[SPARK-27065][CORE] avoid more than one active task set managers for a stage #23927

cloud-fan · 2019-03-01T13:40:59Z

What changes were proposed in this pull request?

This is another attempt to fix the more-than-one-active-task-set-managers bug.

#17208 is the first attempt. It marks the TSM as zombie before sending a task completion event to DAGScheduler. This is necessary, because when the DAGScheduler gets the task completion event, and it's for the last partition, then the stage is finished. However, if it's a shuffle stage and it has missing map outputs, DAGScheduler will resubmit it(see the code) and create a new TSM for this stage. This leads to more than one active TSM of a stage and fail.

This fix has a hole: Let's say a stage has 10 partitions and 2 task set managers: TSM1(zombie) and TSM2(active).

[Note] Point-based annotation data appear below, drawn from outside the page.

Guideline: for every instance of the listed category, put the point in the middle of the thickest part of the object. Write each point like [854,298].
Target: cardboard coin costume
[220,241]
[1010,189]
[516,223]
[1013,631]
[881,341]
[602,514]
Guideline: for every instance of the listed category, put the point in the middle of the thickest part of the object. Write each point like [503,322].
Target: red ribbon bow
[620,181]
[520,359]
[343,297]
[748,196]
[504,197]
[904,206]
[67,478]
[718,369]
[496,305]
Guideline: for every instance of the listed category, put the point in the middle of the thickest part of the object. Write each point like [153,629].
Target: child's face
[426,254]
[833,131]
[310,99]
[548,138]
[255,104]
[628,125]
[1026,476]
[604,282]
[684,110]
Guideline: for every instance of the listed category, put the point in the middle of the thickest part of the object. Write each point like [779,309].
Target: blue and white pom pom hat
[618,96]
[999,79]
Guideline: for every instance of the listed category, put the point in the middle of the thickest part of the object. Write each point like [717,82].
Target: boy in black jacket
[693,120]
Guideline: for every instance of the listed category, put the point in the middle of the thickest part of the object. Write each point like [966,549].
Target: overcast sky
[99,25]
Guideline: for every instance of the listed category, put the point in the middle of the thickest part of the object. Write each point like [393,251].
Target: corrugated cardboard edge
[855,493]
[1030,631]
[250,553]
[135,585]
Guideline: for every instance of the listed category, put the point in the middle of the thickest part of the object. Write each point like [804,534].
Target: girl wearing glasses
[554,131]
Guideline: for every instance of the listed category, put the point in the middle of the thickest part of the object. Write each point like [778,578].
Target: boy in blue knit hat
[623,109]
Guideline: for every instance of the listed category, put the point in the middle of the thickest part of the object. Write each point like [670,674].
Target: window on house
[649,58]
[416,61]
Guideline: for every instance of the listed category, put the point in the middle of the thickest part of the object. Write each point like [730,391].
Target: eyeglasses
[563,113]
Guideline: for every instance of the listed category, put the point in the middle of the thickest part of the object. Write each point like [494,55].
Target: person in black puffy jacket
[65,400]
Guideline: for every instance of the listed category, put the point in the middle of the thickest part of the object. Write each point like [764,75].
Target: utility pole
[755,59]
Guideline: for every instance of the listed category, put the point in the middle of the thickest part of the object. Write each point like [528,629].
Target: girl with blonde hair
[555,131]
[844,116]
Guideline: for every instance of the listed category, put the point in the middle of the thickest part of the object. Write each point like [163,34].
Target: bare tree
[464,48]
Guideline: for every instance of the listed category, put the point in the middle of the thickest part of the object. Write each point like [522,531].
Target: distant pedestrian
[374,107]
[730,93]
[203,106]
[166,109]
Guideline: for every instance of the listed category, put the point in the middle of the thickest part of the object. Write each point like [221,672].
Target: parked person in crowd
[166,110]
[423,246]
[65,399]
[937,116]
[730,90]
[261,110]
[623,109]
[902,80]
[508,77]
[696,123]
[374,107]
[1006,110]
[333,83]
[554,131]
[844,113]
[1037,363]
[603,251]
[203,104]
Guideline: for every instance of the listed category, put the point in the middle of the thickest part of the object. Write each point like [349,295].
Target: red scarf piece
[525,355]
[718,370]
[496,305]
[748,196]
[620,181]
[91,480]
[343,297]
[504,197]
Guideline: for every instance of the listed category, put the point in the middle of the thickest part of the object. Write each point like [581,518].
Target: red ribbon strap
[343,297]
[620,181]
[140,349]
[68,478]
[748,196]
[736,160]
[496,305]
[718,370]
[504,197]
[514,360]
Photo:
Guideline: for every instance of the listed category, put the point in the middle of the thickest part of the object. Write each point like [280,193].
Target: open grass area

TSM1 has a running task for partition 10 and it completes. TSM2 finishes tasks for partitions 1-9, and thinks he is still active because he hasn't finished partition 10 yet. However, DAGScheduler gets task completion events for all the 10 partitions and thinks the stage is finished. Then the same problem occurs: DAGScheduler may resubmit the stage and cause more than one actice TSM error.

#21131 fixed this hole by notifying all the task set managers when a task finishes. For the above case, TSM2 will know that partition 10 is already completed, so he can mark himself as zombie after partitions 1-9 are completed.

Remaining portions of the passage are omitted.